CONNECTION BETWEEN POLYMER MOLECULAR-WEIGHT, DENSITY, CHAIN DIMENSIONS, AND MELT VISCOELASTIC PROPERTIES

One of the main goals of polymer science has been to relate the structure of macromolecular chains to their macroscopic properties. In particular, it has been hoped that one could relate the sizes of polymer coils to the degree to which they entangle with one another and thus to their viscoelasticity in the melt. In recent years, the availability of model polymers with nearly monodisperse molecular weight distributions and precisely controlled chemical structures has allowed for improved data both on rheology and on the dimensions of the chains. This has now allowed us to determine the correlations between such properties as chain dimensions, density, and plateau modulus and to show that some quite simple relations exist between them. The main body of these data is on polymers that can be considered to be models for polyolefins. These have been made by the hydrogeneration of polydienes synthesized by anionic polymerization techniques.
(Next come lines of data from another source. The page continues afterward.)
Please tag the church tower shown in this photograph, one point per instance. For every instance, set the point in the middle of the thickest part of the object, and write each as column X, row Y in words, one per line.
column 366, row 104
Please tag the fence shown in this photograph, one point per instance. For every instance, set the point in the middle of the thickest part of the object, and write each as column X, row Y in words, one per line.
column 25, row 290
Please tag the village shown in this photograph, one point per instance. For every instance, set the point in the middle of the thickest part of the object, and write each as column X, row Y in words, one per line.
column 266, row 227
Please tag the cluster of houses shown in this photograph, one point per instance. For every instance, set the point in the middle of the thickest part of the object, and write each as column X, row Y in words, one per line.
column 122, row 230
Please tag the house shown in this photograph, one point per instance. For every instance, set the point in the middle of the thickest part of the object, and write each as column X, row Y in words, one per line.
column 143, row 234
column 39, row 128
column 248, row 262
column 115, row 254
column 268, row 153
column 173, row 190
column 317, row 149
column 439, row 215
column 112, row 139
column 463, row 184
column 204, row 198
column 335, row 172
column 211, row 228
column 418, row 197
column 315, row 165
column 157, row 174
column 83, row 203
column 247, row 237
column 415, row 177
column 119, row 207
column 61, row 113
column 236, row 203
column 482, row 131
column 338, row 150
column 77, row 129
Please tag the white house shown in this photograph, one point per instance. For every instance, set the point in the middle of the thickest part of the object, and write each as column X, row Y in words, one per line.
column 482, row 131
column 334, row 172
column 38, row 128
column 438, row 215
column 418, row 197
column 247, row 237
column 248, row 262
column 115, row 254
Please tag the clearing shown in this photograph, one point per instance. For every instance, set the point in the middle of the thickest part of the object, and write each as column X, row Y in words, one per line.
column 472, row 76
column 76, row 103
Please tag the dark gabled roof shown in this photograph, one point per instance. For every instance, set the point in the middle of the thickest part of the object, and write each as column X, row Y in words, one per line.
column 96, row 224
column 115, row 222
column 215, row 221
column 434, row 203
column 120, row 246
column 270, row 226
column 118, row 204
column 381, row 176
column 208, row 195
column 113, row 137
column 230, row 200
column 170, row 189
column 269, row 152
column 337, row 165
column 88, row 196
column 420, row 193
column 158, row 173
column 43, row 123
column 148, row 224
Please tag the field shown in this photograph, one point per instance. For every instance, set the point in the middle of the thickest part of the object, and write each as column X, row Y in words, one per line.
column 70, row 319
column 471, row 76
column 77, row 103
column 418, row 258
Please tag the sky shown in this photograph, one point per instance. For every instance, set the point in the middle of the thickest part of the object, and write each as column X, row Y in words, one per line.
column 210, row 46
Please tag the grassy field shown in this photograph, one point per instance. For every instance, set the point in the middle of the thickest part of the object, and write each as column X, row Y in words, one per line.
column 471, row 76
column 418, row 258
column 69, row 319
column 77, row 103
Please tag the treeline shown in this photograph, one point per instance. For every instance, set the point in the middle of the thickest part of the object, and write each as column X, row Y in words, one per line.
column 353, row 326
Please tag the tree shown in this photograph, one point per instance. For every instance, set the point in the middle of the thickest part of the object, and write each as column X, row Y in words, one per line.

In this way the molecular weight distribution can be made to be nearly monodisperse (M(w)/M(n) < 1.1) and the chemical structure is well controlled. For example, models of a wide range of ethylene-butene copolymers have been made by the saturation of polybutadienes with a range of vinyl content. Such polymers can be made at many molecular weights as well. The viscoelastic properties of these polymers have been measured very precisely, and their chain dimensions have been determined by small-angle neutron scattering. To a high degree of correlation, we find that the mean-square unperturbed end-to-end distance, <R2>0, the density, rho, and molecular weight, M, are related to the plateau modulus, G(N)0, G(N)0 is-proportional-to {<R2>0rho/M}3 a finding in accord with that of Ronca. This simple relationship gives us a deep understanding of what controls the rheology of these polyolefins and of how we might be able to predict the properties of as yet unsynthesized polymers.